Cover image

Containerizing a Hugging Face Model with FastAPI and Docker for Efficient Deployment

Efficiently Package and Deploy your Hugging Face Model with FastAPI and Docker for Scalable Production

Dipankar Medhi
3 min readJan 11, 2023

--

Hey everyone! 👋

Today we will see how we can serve a Hugging Face model and containerize it using Docker.

We are going to use a classification model to classify tweets as “Positive”, “Negative” and “Neutral” with their respective scores.
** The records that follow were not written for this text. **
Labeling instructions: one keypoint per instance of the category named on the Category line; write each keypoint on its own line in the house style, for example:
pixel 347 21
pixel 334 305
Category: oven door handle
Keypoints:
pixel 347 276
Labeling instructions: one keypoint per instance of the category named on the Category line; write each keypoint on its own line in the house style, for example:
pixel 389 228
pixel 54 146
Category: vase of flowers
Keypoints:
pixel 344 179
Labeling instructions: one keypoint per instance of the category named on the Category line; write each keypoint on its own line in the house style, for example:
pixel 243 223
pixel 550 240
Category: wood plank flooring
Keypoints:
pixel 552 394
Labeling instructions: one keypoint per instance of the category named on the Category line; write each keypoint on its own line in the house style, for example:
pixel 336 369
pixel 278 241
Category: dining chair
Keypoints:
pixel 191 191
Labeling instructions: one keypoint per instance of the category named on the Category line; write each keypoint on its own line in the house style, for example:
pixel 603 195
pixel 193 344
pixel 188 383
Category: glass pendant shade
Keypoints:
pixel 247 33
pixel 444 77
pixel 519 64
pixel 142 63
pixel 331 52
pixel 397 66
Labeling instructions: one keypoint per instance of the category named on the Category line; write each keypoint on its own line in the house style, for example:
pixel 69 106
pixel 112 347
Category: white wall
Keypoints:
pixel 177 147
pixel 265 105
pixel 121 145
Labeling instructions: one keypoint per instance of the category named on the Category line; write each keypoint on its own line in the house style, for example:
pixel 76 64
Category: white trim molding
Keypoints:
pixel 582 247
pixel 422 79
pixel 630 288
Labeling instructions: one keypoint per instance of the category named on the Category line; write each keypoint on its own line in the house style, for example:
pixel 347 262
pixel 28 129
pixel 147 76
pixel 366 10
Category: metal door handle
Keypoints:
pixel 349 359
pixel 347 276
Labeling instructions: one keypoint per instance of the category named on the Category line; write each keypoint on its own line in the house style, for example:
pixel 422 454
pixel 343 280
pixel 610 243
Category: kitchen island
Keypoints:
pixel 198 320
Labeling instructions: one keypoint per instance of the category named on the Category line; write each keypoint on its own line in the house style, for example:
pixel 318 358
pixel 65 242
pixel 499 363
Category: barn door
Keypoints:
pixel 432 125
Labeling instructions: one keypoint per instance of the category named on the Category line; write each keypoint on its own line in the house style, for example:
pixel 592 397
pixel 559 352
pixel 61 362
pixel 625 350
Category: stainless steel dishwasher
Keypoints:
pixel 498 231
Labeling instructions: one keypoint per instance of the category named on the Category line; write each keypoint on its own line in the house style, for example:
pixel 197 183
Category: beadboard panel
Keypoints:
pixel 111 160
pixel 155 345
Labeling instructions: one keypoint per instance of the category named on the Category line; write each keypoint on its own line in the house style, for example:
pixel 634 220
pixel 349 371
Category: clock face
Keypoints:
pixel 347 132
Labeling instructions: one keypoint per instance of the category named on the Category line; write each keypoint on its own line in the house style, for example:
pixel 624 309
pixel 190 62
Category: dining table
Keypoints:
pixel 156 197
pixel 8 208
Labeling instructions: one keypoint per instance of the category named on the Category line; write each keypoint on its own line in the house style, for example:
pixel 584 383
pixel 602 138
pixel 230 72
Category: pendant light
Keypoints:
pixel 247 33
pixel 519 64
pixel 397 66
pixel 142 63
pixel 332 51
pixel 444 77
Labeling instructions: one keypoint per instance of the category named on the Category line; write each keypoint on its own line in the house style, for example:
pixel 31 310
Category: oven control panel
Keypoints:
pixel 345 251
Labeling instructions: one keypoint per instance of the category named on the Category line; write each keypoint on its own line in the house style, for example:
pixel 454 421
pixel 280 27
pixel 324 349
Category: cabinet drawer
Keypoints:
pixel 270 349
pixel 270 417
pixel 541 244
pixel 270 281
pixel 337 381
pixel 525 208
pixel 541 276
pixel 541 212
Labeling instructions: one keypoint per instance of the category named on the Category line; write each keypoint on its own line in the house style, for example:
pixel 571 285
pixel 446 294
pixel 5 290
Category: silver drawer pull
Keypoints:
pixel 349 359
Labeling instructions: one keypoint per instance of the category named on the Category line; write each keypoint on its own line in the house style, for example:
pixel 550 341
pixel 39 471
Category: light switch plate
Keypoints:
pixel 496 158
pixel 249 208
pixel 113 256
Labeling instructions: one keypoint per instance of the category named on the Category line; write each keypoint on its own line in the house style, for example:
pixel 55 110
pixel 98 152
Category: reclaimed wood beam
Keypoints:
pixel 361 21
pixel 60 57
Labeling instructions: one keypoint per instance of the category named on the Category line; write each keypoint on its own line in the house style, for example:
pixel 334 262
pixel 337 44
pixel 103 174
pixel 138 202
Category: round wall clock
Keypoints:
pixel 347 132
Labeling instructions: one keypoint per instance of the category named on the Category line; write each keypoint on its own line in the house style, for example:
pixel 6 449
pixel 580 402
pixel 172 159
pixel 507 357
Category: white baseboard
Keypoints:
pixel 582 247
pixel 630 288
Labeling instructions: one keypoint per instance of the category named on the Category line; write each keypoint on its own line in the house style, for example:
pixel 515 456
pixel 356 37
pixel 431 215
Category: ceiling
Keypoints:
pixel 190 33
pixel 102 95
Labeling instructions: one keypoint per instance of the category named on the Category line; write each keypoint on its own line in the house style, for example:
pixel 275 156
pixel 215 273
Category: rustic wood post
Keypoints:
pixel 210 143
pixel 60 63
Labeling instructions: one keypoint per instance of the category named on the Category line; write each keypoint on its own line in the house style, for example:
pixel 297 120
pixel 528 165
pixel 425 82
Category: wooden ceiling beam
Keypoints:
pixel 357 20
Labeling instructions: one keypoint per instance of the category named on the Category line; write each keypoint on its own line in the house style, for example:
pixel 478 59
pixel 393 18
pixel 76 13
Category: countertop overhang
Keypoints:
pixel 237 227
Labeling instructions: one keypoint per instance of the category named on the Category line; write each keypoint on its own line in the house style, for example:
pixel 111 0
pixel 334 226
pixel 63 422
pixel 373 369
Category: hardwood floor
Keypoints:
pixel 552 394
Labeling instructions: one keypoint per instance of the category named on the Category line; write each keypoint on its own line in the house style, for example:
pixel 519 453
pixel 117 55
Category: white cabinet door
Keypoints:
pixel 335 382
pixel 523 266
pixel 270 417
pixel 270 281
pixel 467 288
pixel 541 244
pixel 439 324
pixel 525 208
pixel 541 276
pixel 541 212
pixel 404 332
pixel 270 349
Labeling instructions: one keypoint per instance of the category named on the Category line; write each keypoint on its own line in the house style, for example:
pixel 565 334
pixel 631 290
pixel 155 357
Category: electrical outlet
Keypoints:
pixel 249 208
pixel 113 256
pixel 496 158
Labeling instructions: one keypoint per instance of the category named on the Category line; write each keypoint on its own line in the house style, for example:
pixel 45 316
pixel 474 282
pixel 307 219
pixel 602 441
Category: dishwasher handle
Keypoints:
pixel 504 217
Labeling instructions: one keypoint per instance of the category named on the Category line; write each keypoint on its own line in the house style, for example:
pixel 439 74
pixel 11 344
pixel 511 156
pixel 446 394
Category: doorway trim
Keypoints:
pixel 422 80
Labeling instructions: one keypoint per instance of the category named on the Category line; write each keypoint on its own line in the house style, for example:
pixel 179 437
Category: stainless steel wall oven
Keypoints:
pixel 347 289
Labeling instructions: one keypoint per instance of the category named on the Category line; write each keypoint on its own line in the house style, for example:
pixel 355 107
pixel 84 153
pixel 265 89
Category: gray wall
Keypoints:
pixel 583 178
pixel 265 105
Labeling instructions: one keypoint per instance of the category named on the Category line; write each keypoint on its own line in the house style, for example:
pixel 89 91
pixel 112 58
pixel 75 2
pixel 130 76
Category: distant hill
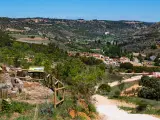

Here’s the folder structure of the project —

root
├── ml-service/
│ ├── app.py
│ ├── model.py
│ ├── classifier.py
│ ├── nlp.py
│ ├── download_model.ipynb
│ └── Dockerfile
└── docker-compose.yml

Our very first step is to download the model. We are going to set up a jupyter notebook for downloading the Hugging face model and putting it into a directory of our preference.

Let’s get going!

Download & Save the Hugging face model

  1. Create a ml-service directory.
  2. Create a download_model.ipynb file inside the directory and save the model.
from transformers import AutoModelForSequenceClassification, TFAutoModelForSequenceClassification, AutoTokenize
# download the model
MODEL = "cardiffnlp/twitter-roberta-base-sentiment"
tokenizer = AutoTokenizer.from_pretrained(MODEL)
model = AutoModelForSequenceClassification.from_pretrained(MODEL)
# save the model
save_dir = "ml-service/models/roberta-base"
tokenizer.save_pretrained(save_dir)
model.save_pretrained(save_dir)

Loading the model and classifier

  1. Create a ml-service/model.py file for loading the model and tokenizer.
# model.py
from transformers import AutoModelForSequenceClassification, TFAutoModelForSequenceClassification, AutoTokenize

class Model:
"""A model class to lead the model and tokenizer"""

def __init__(self) -> None:
pass

def load_model():
model = AutoModelForSequenceClassification.from_pretrained("./models/roberta-base/")
return model

def load_tokenizer():
tokenizer = AutoTokenize.from_pretrained("./models/roberta-base/")
return tokenizer

2. Next, create a ml-service/classifier.py file that will handle the sentiment scores and labels.

# classifier.py
from scipy.special import softmax
from model import Model
import numpy as np

class Classifier:
def __init__(self):
self.model = Model.load_model()
self.tokenizer = Model.load_tokenizer()

def get_sentiment_label_and_score(self, text: str):
result = {}
labels = ["Negative", "Neutral", "Positive"]
encoded_input = self.tokenizer(text, return_tensors='pt')
output = self.model(**encoded_input)
scores = output[0][0]jj.detach().numpy()
scores = softmax(scores)
ranking = np.argsort(scores)
ranking = ranking[::-1]
result["label"] = str(labels[ranking[0]])
result["score"] = np.round(float(scores[ranking[0]]), 4)
return result

Sentiment Analysis

We create a ml-service/nlp.py module to handle sentiment analysis.

# nlp.py
from classifier import Classifier

classifier = Classifier()

def sentiment_analysis(self, text:str, classifier:
sentiment = classifier.get_sentiment_label_and_score(text)
return sentiment

fastAPI server

  1. The first step is to create a ml-service/app.py file and import the necessary libraries.
# app.py
from fastapi import FastAPI, APIRouter
import uvicorn
from classifier import Classifier
from model import Model
from nlp import NLP
import logging

logging.basicConfig(level = logging.INFO)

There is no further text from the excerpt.